Try it: Take the vector c("Alpha", "Bravo", "Charlie"), promote it to glue with as_glue(), and confirm both that it prints one element per line without quotes and that inherits(result, "glue") returns TRUE. Save the promoted vector to ex_g.

RYour turn: promote to glue and check class
# Try it: as_glue() on a multi-element vector ex_input <- c("Alpha", "Bravo", "Charlie") ex_g <- # your code here ex_g #> Expected: Alpha / Bravo / Charlie on separate lines inherits(ex_g, "glue") #> Expected: [1] TRUE

  
Click to reveal solution
RSolution
ex_g <- as_glue(ex_input) ex_g #> Alpha #> Bravo #> Charlie inherits(ex_g, "glue") #> [1] TRUE

  

Explanation: as_glue() adds the glue class while leaving the character data untouched. The print method then dispatches to print.glue(), which renders one element per line without quotes or index prefixes.

  • glue() builds a glue object from a template with {expression} interpolation. Use it when you need to evaluate R code inside the string, not just tag an existing string.
  • glue_data() interpolates a template across the rows of a data frame or list. Pass the result through as_glue() only if a step in between has stripped the class.
  • glue_collapse() flattens a multi-element glue or character vector into a single glue string with a separator. Pair it with as_glue() when collapsing pre-formatted character vectors.
  • as.character() is the inverse: it drops the glue class and returns plain character. Use it before handing a glue value to base R code that does not handle attributes well.
  • See the glue package reference for as_glue() for the formal argument definition and version history.

FAQ

What is the difference between as_glue() and glue()?

glue() parses braces and evaluates R expressions inside them, returning a glue object with the interpolated values filled in. as_glue() does no parsing or evaluation: it adds the glue S3 class to a character vector you already have.

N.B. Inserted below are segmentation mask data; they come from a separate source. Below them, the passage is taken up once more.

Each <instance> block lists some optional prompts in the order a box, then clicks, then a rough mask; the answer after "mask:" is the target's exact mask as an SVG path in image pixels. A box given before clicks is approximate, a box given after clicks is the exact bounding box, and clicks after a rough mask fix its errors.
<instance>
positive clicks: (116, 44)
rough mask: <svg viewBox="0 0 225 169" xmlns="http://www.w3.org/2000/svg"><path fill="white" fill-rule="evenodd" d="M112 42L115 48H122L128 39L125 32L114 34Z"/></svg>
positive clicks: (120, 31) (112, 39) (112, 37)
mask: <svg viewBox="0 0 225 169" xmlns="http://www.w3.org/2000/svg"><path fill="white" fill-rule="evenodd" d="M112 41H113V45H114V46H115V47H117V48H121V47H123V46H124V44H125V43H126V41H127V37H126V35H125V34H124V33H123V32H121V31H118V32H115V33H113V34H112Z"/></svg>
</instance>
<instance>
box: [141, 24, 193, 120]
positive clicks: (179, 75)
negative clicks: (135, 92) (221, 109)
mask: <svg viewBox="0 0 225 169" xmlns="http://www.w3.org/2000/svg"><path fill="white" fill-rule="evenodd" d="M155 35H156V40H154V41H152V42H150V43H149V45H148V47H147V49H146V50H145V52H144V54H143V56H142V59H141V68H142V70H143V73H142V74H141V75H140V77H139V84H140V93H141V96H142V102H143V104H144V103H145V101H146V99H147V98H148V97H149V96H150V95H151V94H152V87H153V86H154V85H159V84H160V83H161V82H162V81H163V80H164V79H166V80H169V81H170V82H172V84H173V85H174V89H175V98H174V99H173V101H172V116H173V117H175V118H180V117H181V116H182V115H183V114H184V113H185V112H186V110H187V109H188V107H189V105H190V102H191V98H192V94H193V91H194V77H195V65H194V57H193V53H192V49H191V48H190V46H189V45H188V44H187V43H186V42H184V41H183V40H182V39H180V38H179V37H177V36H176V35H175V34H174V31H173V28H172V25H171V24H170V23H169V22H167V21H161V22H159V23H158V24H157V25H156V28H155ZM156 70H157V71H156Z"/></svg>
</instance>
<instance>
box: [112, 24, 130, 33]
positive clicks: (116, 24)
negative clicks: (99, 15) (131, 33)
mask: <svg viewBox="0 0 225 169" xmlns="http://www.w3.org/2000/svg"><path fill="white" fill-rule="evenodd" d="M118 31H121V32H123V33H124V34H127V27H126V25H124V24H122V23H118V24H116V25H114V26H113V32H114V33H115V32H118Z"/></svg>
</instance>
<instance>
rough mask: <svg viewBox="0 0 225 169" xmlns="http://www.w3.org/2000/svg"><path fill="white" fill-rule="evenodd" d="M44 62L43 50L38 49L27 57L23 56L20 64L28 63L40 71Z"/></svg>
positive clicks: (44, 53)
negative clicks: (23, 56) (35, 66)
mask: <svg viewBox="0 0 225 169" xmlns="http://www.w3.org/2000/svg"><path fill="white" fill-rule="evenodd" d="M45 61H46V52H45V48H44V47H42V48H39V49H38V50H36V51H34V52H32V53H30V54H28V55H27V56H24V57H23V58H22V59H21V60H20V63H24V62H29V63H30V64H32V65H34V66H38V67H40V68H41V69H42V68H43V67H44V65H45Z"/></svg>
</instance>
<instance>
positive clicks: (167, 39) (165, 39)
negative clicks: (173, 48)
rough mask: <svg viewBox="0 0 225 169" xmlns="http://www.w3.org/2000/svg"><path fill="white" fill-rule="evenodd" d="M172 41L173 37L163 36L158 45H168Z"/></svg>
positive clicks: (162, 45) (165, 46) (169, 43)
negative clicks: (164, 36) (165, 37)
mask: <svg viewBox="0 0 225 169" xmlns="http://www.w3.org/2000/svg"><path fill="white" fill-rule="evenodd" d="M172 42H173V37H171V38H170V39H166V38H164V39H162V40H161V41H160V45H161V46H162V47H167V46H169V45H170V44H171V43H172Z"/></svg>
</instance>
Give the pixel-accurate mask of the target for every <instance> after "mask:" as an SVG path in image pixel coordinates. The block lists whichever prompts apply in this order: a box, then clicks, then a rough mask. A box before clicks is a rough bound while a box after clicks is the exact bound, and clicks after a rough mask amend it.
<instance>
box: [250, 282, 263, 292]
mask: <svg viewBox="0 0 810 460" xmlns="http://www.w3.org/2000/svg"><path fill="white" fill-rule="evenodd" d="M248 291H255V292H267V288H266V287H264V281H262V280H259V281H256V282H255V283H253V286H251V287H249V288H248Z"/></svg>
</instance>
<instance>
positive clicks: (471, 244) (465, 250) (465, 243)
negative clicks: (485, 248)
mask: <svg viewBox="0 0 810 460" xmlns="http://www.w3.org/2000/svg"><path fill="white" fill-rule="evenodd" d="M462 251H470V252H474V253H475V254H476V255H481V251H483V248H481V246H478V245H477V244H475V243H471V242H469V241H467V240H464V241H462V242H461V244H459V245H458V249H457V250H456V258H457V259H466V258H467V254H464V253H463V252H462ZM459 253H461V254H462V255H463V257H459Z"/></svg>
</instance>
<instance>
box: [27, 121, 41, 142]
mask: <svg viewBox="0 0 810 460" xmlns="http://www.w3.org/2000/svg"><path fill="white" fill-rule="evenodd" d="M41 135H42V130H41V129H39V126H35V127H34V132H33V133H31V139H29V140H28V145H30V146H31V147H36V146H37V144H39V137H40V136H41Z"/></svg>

Use glue() to build a string; use as_glue() to retrofit the class onto something you built another way.

Does as_glue() change the underlying string?

No. The byte content is unchanged; only the class attribute is set to c("glue", "character"). You can verify with identical(as.character(as_glue(x)), x), which returns TRUE for any character input. The visible difference appears only when R picks a method based on class, such as during printing.

Why does my glue object print with quotes after a c() call?

c() and several other base R combiners drop S3 attributes from the result. When the glue class is gone, the print method falls back to print.character() and adds quotes. Wrap the combined value in as_glue() again to restore the class.

Can as_glue() accept a numeric or factor input?

Yes, indirectly. as_glue() calls as.character() on non-character input, so numerics, factors, and dates are coerced first. Factors return their level strings, not their integer codes. Convert explicitly with format() or sprintf() when you need control over the display.